Im letzten Heft hatte ich großen Spaß am Chassis des neuen Top-Plattenspielers von Rega, dem Planar 10. Das auf ein Minimum reduzierte Skelett des Gerätes bringt gerade mal ein paar Hundert Gramm auf die Waage und ist die Quintessenz von Roy Gandys Konstruktionsphilosophie, die er bei seinen Laufwerkskonstruktionen seit den Siebzigern verfolgt und in immer konsequenterem Maße umsetzt. Bei der Elektronik aus dem Hause Rega indes laufen die Dinge etwas anders.
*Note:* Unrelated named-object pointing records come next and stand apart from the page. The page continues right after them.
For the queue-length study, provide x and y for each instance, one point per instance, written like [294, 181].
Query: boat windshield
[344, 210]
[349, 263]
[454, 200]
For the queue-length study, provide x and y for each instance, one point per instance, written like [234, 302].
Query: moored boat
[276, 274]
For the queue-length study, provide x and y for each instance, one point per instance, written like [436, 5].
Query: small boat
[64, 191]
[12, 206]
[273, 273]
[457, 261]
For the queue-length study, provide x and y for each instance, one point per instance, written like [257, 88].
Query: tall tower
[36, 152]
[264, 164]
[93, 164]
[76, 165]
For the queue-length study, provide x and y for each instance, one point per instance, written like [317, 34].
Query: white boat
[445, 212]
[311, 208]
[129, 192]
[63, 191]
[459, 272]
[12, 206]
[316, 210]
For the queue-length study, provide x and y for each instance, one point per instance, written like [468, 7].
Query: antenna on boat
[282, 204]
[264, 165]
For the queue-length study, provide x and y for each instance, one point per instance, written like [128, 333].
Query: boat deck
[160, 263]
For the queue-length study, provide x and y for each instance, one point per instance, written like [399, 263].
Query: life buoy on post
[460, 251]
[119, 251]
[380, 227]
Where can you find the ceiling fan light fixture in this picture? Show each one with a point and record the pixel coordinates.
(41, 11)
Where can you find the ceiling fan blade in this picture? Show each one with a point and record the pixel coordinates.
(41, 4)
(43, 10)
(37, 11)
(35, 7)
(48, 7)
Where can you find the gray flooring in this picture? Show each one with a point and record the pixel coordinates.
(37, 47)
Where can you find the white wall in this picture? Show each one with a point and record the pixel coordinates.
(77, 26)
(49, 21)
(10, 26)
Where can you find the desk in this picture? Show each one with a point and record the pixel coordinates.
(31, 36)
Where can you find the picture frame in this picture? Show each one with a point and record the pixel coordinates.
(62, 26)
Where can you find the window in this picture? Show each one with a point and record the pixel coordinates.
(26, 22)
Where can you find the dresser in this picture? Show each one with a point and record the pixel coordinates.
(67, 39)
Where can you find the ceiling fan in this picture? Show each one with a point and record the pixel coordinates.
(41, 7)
Schon die wunderbare Phonovorstufe „Aura Reference MC“ ist eine 13 Kilogramm schwere Kampfansage ans internationale Elektronik-Establishment. Wer hier eine Anlehnung an die von den Plattenspielern her gewohnten mechanischen Besonderheiten sucht, tut dies weitgehend vergeblich – die große Phono ist eine Aluminium-Trutzburg vom Feinsten, wenn auch deutlich flacher und dezenter gestylt als so manch anderes Spitzenmodell der Zunft. Planar 10, das neue Rega-MC „Apheta III“ und die Aura Reference MC entwickeln zusammen eine klangliche Schlagkraft, der man sich nur schwer entziehen kann. Stellt sich nur die Frage: Was dann? Welchen Verstärker soll man mit dem Job beauftragen, diese wunderbare Vorarbeit standesgemäß an die Lautsprecher weiterzureichen? Mittlerweile haben die Damen und Herren aus dem englischen Südosten dieAntwort geliefert, und die hört auf den Namen „Aethos“.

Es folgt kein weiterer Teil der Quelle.